When kids act like a**holes, those moments are actually opportunities—opportunities for us as parents to see which skills our kids still haven’t mastered yet, and what kinds of things we might need to be working on as a family. Recently, I wrote a piece for The New York Times about research suggesting that bad behavior can, in some ways, also be a sign that your child feels safe with you.
Meredith: What is the balance between child-centered parenting and not raising an a**hole? Can you help readers navigate that invisible line?
Melinda: We can absolutely respect our children and engage with them in thoughtful, responsive, sensitive ways while also setting limits and holding our children accountable. I think that natural and logical consequences work well—when you invoke a consequence that is directly tied to their behavior. I wrote about natural and logical consequences vs. punishments in a recent newsletter.
Meredith: What kinds of simple guardrails can parents "erect" (via speech or behavior modeling) to reduce the chance of a**holeness in their young, middle grade, and teen kids?
Melinda: First, with young kids, we should regularly talk about feelings—ours, theirs, and other people's. Talking about feelings helps to build emotional literacy—an understanding of what emotions are, how they feel, and what they look like. Children with better emotional literacy are more compassionate and helpful because … they can more easily put themselves in that person's shoes, deduce what they need, and take steps to help them.
Another thing we can do is to tie our children's choices with the effects those choices have on others, an approach known as "induction." It's been shown in research to help kids develop more compassion.
One example of this in action: When I ask my kids to clean up their LEGOs, I don't just say, "Please clean up your LEGOs." I say "Please clean up your LEGOs, because otherwise I'll step on them and it'll really hurt." Or when my daughter is singing loudly after school, I might say "I love your singing, but would you mind doing it a bit more quietly? Your brother is trying to do his homework, and I think the sound is making it hard for him to concentrate." Linking our children's behavior to their broader effects on others helps to teach them that they are part of a larger whole and that their actions can have effects they might not always intend.
Finally, lean into conversations about awkward, difficult, nuanced topics. Parents often avoid discussions on topics like race, sex, pornography, bullying, or other difficult issues, because we think that they're not old enough or that we need to protect their innocence. The truth is, by avoiding these conversations, we aren't protecting them from these issues. They are probably hearing about these issues from friends or the media.

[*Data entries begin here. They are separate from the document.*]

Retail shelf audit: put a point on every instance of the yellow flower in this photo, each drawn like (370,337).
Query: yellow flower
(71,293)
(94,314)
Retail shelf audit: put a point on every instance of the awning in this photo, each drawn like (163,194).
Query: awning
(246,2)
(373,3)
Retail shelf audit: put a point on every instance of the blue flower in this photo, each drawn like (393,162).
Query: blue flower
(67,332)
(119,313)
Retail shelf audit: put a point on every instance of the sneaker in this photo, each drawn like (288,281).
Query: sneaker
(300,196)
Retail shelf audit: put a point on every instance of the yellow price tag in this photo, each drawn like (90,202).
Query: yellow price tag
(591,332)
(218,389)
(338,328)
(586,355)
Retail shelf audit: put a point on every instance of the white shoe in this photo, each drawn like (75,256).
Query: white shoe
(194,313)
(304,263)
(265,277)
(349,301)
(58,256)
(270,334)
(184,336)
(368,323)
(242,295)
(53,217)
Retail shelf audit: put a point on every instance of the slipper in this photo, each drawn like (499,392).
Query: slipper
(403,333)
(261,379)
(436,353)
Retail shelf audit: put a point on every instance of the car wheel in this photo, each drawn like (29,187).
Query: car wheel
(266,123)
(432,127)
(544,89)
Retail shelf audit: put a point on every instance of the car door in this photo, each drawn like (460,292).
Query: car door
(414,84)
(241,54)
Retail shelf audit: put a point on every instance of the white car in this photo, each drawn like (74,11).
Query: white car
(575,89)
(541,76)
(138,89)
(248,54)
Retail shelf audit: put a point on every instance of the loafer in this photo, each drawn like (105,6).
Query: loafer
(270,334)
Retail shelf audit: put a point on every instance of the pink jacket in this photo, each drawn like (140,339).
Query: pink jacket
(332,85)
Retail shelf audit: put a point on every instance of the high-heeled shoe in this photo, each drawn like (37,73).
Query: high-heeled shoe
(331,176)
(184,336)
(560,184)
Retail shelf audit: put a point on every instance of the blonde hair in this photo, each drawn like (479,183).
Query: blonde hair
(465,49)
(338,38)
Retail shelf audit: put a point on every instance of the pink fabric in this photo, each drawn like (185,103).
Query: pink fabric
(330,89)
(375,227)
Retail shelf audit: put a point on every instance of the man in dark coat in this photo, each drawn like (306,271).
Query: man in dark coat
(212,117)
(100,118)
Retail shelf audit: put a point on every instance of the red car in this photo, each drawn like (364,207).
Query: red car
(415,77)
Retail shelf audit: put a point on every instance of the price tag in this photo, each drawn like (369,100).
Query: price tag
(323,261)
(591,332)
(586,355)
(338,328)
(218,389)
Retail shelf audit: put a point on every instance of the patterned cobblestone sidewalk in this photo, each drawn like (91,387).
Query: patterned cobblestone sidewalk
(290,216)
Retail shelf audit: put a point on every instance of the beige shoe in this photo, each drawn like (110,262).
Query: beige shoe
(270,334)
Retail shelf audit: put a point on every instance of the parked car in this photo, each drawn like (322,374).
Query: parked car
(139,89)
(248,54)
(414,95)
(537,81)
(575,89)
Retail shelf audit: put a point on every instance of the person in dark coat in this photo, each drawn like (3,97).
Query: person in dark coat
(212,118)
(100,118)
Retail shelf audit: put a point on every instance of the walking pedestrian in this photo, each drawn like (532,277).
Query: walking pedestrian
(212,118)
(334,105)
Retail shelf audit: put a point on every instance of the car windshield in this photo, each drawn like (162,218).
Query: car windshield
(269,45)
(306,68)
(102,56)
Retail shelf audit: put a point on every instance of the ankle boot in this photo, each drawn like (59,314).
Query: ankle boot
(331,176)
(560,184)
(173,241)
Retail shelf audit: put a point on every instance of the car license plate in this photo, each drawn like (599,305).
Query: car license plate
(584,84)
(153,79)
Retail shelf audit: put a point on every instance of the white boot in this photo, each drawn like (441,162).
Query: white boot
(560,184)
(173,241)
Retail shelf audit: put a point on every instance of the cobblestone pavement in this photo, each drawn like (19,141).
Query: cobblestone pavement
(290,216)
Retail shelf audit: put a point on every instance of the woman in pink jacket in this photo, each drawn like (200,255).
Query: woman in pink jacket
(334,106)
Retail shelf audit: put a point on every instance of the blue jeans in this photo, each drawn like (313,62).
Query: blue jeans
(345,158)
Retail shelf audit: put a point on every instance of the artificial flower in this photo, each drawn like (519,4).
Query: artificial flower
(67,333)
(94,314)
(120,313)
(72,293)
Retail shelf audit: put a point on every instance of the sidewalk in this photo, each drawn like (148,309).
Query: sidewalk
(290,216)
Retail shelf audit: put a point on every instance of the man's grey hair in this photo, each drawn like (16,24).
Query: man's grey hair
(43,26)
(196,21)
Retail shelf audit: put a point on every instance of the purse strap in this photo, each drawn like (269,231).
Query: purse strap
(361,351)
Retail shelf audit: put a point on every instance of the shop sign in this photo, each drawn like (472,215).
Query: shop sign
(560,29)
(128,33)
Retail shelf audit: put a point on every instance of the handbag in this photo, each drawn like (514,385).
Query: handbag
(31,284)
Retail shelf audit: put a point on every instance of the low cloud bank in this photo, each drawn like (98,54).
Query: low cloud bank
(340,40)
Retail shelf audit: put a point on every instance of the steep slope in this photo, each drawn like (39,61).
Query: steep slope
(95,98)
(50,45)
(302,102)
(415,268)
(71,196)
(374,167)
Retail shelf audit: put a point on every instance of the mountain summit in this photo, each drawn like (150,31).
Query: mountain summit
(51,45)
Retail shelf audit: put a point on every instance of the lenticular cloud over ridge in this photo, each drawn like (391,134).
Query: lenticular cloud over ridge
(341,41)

When we avoid engaging on these topics, we're just ensuring that the information they get doesn't come from us—and that means the details they're getting may well be inaccurate or go against our values. There are age-appropriate ways to talk about most issues, and research shows that when parents engage with kids on difficult topics, they help children develop a more nuanced understanding and make better choices.
Meredith: Anything else?
Melinda: I think that we can all become better parents by educating ourselves about what the science says on shaping values and behavior and that what we learn directly benefits our kids. Informed by the evidence, we can make parenting decisions that will make our lives as parents a little bit easier, and that will shape our kids into the kinds of people we want them to be.